Quem são os millenials

A KPMG pesquisou diversas empresas, executivos e clientes. O foco era a chamada geração dos millenials, isto é, aquelas pessoas nascidas entre 1980 e 2000, que hoje têm hoje entre 17 e 37 anos de idade.

Segundo a pesquisa, milhões de millenials estão em busca de algo diferente, inclusive em termos de produtos e serviços financeiros. É uma geração inquieta, questionadora, que não se satisfazem com algo que o mundo simplesmente lhes impõe. Se as pessoas de gerações anteriores se conformavam com a explicação “é assim porque sempre foi assim”, os millenials não se conformam. “Se sempre foi assim e não está bom, então é hora de mudar” parece ser seu lema. Isso está provocando inúmeras mudanças no mundo, e geralmente para melhor.

“Não vejo diferença entre meu banco e os outros”

Segundo a pesquisa, mais de 53% dos millenials pensam assim. E é verdade. Os bancos, apesar de serem diferentes, oferecem sempre os mesmos serviços. Não há inovação, parece não haver concorrência. Entre um banco e os outros, mudam as cores, as propagandas, mas os produtos são parecidos e, pior, as taxas e tarifas cobradas também são parecidas. Eles não se esforçam para concorrer entre si.

Pense em outros segmentos da economia. Empresas baseadas em tecnologia, por exemplo. Elas estão sempre tentando inovar, oferecer funcionalidades mais avançadas que suas concorrentes. E o mais interessante: elas parecem estar sempre atentas às pessoas, ao que elas precisam, ao que desejam, e até ao que ainda não desejam porque nem sabiam que poderiam desejar. Isto é, a indústria da tecnologia antecipa as necessidades dos clientes.

33% dos entrevistados estão abertos a mudar de banco nos próximos 90 dias. 33% não acham que vão precisar de uma instituição bancária. 68% acreditam que, em 5 anos, a maneira como nós acessamos nosso dinheiro será totalmente diferente.

Contas digitais

Nosso amigo Pedro Vieira, da Rádio Inconfidência, que é um millenial, concordou com tudo isso. Explicou as razões pessoais e profissionais que atualmente o impedem de mudar de banco, mas afirmou que está sempre de olho nas taxas que seu banco lhe cobra. E acrescentou: no que dependesse dele, passaria a usar apenas fintechs e contas digitais.

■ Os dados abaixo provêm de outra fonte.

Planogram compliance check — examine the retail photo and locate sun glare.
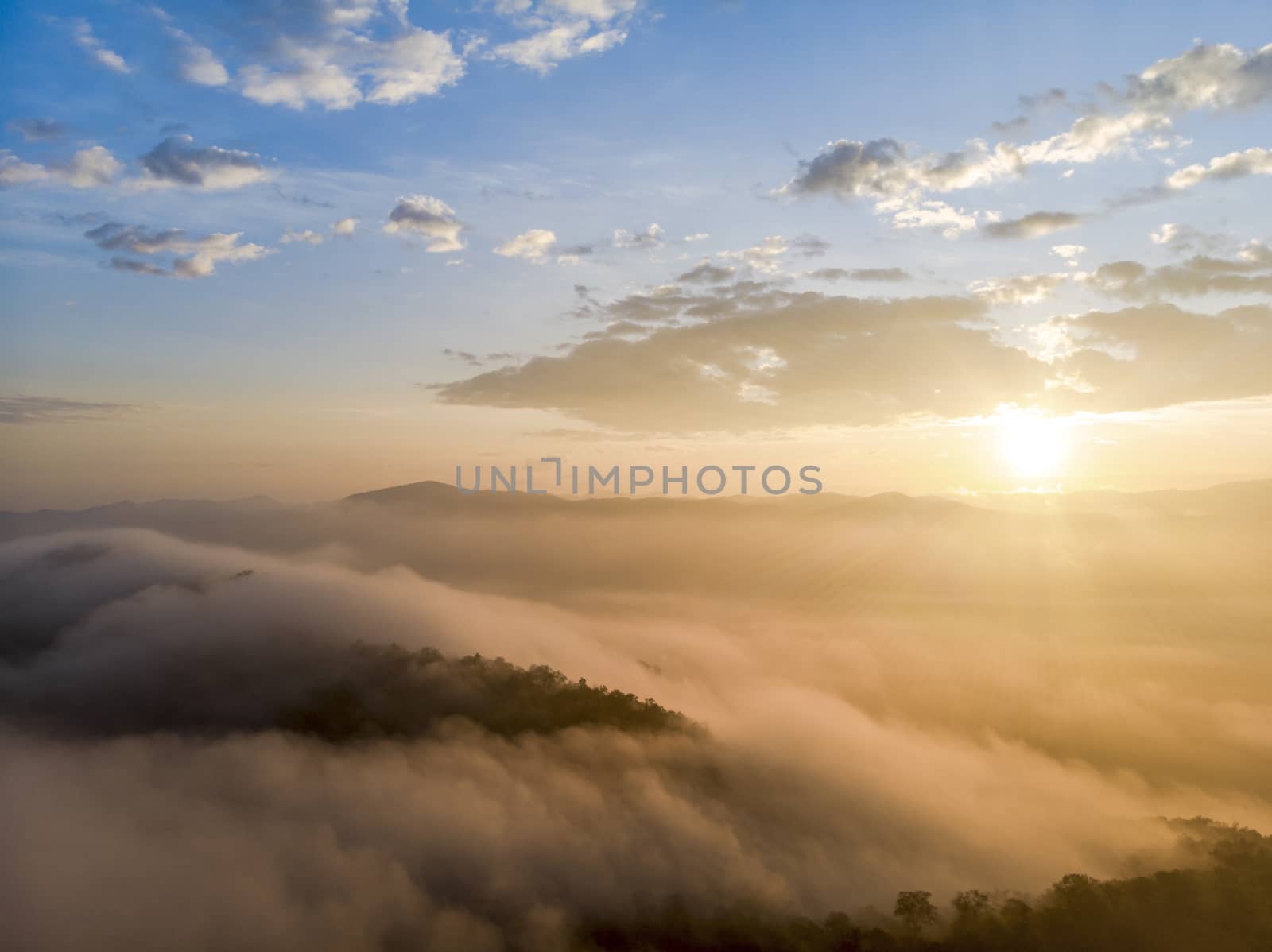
[997,407,1068,478]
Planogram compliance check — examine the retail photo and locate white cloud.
[1051,244,1086,268]
[1166,149,1272,191]
[967,272,1068,305]
[165,27,231,87]
[84,221,272,278]
[486,0,638,76]
[226,0,464,110]
[130,135,270,191]
[72,19,132,74]
[278,229,323,244]
[494,227,556,261]
[875,199,990,239]
[0,145,123,188]
[615,223,663,248]
[384,195,466,254]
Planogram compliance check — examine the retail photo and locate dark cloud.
[808,268,911,281]
[138,135,269,189]
[84,221,271,278]
[1057,304,1272,412]
[791,235,831,258]
[6,119,66,142]
[981,211,1086,238]
[437,293,1047,431]
[1085,244,1272,300]
[0,397,138,424]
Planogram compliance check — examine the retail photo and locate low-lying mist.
[0,485,1272,950]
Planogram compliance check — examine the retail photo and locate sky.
[0,0,1272,509]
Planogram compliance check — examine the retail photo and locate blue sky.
[0,0,1272,505]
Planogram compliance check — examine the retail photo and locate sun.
[996,407,1068,478]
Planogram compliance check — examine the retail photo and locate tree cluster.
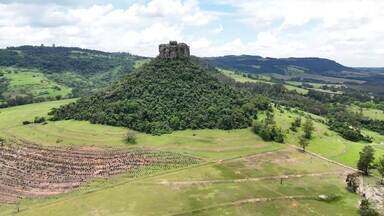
[51,59,269,134]
[252,112,285,143]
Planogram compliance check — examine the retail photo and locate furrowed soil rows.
[0,141,199,203]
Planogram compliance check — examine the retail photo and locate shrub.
[23,121,32,125]
[125,131,136,144]
[359,198,380,216]
[33,116,45,124]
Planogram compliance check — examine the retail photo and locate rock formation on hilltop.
[51,42,264,135]
[159,41,190,59]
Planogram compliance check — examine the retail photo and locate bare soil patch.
[0,141,199,203]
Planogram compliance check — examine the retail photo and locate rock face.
[159,41,190,59]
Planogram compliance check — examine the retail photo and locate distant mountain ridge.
[0,46,145,106]
[204,55,355,75]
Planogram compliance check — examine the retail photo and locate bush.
[23,121,32,125]
[359,198,380,216]
[125,131,136,144]
[33,116,45,124]
[252,112,285,143]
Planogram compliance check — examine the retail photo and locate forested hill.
[0,46,140,75]
[52,58,269,134]
[205,55,354,75]
[0,46,145,107]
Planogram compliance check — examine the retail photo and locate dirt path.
[172,195,319,216]
[152,171,348,185]
[289,145,360,172]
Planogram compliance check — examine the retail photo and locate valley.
[0,41,384,216]
[0,97,384,215]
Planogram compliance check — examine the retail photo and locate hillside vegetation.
[52,59,269,134]
[0,46,144,107]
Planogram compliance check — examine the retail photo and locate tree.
[125,130,136,144]
[377,156,384,184]
[299,136,309,151]
[303,117,315,139]
[345,173,360,193]
[357,145,375,175]
[359,198,379,216]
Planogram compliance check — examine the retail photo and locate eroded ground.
[0,140,199,203]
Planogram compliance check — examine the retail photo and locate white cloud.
[0,0,384,66]
[210,0,384,66]
[0,0,215,55]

Millenials não fazem questão de agências bancárias. Aliás, eles não gostam delas. Quem gosta de agências com atendimento presencial são as pessoas de gerações anteriores. Os jovens buscam modernidade, agilidade, querem resolver suas necessidades com as pontas dos dedos em um smartphone.

Pensando nisso, e por falar em contas digitais, o Educando Seu Bolso oferece um Simulador de Contas Digitais. Por meio dele a pessoa pode encontrar a conta digital mais adequada às suas necessidades. Basta informar seu perfil, do que gosta, do que precisa, e o Simulador apresenta a opção de mercado que melhor – e de forma mais barata – vai lhe atender.

Vale lembrar que as contas digitais não são boas apenas para os millenials. Algumas pessoas que vêm de gerações anteriores podem pensar que não vão se acostumar com elas. Preferem estar vinculadas a uma agência, ter um gerente, porque não se acostumam com tanta novidade. Mas nós garantimos: não precisa ser assim. Uma conta digital, livre de uma agência, não é nenhum bicho de sete cabeças. Oferece tudo o que uma conta tradicional oferece, e pode oferecer mais e melhores serviços – e o principal: são mais baratas.

Frustração

Outros dados da pesquisa. 88% das pessoas acham frustrante quando provedores não conseguem entregar suas promessas de serviços. Provedores de serviços que não buscam ter os melhores interesses, saber o que o cliente busca, soluções baseadas no ciclo de vida do cliente, customização.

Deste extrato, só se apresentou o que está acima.